Мы рассаживались вокруг большого стола в сенях, откуда несколько дверей вели в соседние комнаты, а лестница наверх. Двери были открыты, и виднелись комнаты, совершенно голые, только с кроватями и стульями, довольно много стульев. Стол заставлен снедью, настроение прекрасное – кому еще вина? – но это было веселье, типичное для дружеских застолий и увеселений, когда каждый веселится, чтобы другим не испортить настроение, а в действительности все чувствовали себя несколько отстраненно, как на вокзале в ожидании поезда, и это неучастие, отрешенность соединялись с убожеством случайного дома, голого, без занавесок, шкафов, постелей, картинок, полок, лишь с окнами, кроватями, стульями! В этой пустоте не только слова, но и люди звучали громче. Кубышка и Леон как-то особенно разбухли в пустоте и громыхали своими личностями, громыхание сопровождалось гомоном закусывающих гостей, который прорезали хиханьки Люлюсов и пошлости Фукса, уже в сильном подпитии, пившего, я знал это, чтобы запить и заглушить Дроздовского и свою несостоятельность с ним, эта отверженность была подобна моей с родителями… он, неудачник, жертва, чиновник, вызывающий раздражение до такой степени, что приходилось закрывать глаза или смотреть в Другую сторону.
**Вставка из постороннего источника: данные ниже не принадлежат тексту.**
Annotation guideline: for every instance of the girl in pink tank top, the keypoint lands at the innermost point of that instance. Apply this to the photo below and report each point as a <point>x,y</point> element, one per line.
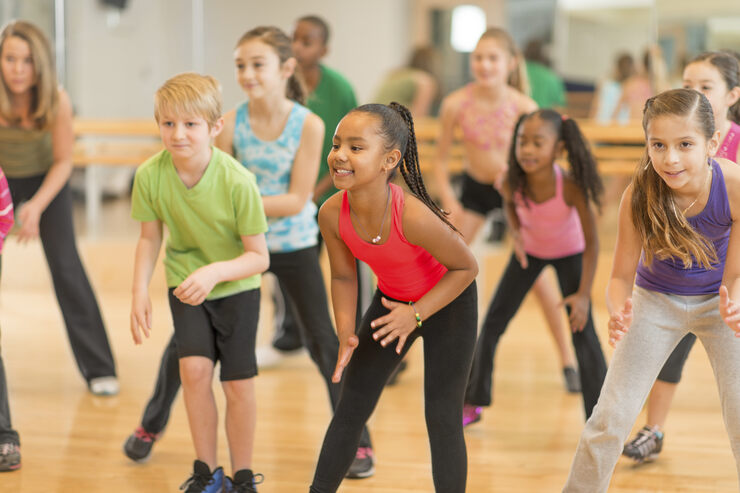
<point>426,289</point>
<point>552,223</point>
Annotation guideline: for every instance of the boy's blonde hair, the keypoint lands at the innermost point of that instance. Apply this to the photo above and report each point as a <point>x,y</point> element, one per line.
<point>45,92</point>
<point>190,94</point>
Кубышка, великолепная подательница салатов и колбас, угощает, упрашивает, потчует, ну, пожалуйста, вы только отведайте, господа, всего хватит, с голода не умрем, я гарантирую, и т. д., и т. п. – озабоченная, чтобы все прошло тип-топ, элегантно, эдакая оригинальная прогулка и светское развлечение, но никто не скажет, что недоел или недопил. Также и раздвоение или даже растроение Леона, амфитриона, вождя, инициатора, э-ге-гей, выпьем раз, выпьем два, чтоб не болела голова, с царем в башке, с бутылкой в руке, allons, allons! Однако галдеж и выкрики, шум пиршества – все это как бы не вполне здесь присутствовало, будто рассеченное какой-то половинчатостью, рахитичной, бледной и околеченной, лишающей сил… мне даже казалось временами, что и себя, и других я вижу как бы в бинокль с большого расстояния. Все как на луне… И эта прогулка-бегство ни к чему не могла привести, «то» становилось тем сильнее, чем больше мы пытались от него оторваться… хватит, довольно, все-таки что-то происходит, я начинал различать некоторые детали, заметил и особый восторг, который охватил Люлюсов при виде медовой пары № 3, приехавшей с Войтысами.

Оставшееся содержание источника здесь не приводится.